The subscription model requires you to understand the “credit estimate” and how to “optimize” it. Stop. Take that in for a minute. When I subscribe, I need to know roughly what features I want and need and how often I am going to use them. Someone should seriously think about an AI driven tool or a good old fashioned spreadsheet to help me work out what my credit budget will be based on my needs.

I get that they are breaking new ground but there is a greater than 50% chance they will fail on their pricing model alone. Their layout is really amazing, but a larger company could price more sensibly and just mimic their key features and be done with them.

This reminds me of sorting through health plans in November every year and trying to decide: how much healthcare do I think I need. I hate this pricing model as much as I hate trying to figure out health insurance plans based on usage I am not sure about.

Credit Estimate

The standard plan comes with 180 mins of credits per month.

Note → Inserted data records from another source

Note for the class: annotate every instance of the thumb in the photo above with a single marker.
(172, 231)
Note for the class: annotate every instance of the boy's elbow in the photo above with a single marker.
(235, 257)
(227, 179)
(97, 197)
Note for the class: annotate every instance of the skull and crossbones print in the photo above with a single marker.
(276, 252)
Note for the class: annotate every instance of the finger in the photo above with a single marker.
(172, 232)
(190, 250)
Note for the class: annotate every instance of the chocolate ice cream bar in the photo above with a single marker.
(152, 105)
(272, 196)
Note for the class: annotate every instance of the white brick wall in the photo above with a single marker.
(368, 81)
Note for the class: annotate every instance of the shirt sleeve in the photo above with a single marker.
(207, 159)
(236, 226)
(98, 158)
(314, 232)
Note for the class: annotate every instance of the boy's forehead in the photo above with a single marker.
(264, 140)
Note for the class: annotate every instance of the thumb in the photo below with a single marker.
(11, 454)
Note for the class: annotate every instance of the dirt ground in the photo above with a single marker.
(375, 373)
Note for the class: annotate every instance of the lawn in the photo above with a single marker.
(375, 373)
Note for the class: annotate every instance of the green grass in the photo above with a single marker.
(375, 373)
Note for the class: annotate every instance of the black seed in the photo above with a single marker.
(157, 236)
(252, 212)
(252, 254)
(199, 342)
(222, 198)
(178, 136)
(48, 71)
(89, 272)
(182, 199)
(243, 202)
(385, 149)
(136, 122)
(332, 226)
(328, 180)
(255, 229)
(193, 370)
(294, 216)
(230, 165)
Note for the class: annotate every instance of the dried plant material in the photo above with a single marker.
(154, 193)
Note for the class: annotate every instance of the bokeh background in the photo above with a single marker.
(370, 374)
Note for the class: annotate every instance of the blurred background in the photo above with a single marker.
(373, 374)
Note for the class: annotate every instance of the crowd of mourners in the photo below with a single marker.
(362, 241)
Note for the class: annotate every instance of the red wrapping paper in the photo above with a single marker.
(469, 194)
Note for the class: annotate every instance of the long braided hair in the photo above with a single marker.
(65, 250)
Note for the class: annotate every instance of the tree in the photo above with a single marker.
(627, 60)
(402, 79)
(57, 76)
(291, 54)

Ideally, you could create 90 mins of videos per month (containing audio). A lot depends on how much credits would be spent on creating/editing the audio.

Most users easily get 45-60 mins of videos created using 180 mins of credits.

Fliki offers tremendous value as outsourcing video creation for a 2-3 min video with voiceover would easily cost around $30-$50. (20x more expensive).

Tips to optimize credits

Keep sections small: Having shorter sections (1-2 sentences) will make sure you can edit the text without re-consuming extensive credits at every edit.

Use Pronounce: If you want to listen to how a particular word sounds without playing the entire section, highlight the text and select “Pronounce” to listen to just the word. And you can make corrections in the Pronunciation map.

Review before Preview: Please review all your script and edit it before you hit play and preview the audio/video. This will save an ample amount of credits.

Summary

It will be interesting to watch as pricing policies designed for engineers are pushed out to the general public. Creators are good at what they do, but unless their creations are math and/or accounting the aforementioned pricing model is likely doomed to fail. Fliki.ai might be on the cutting edge, or our need for AI commute so crucial that we are willing to endure Healthcare-like pricing models. But odds are, startups need to figure out better ways to build subscription plans.

From a product usability stand point, the pricing model doesn’t allow the average user to achieve an aha moment before being asked to fork over $30. This will keep a lot of good customers out. For me, I caused me to find a better solution that is more-inclusive with more sensible pricing. If it solves my problem, I will pay more but at least I can reach the aha moment before paying more than is comfortable.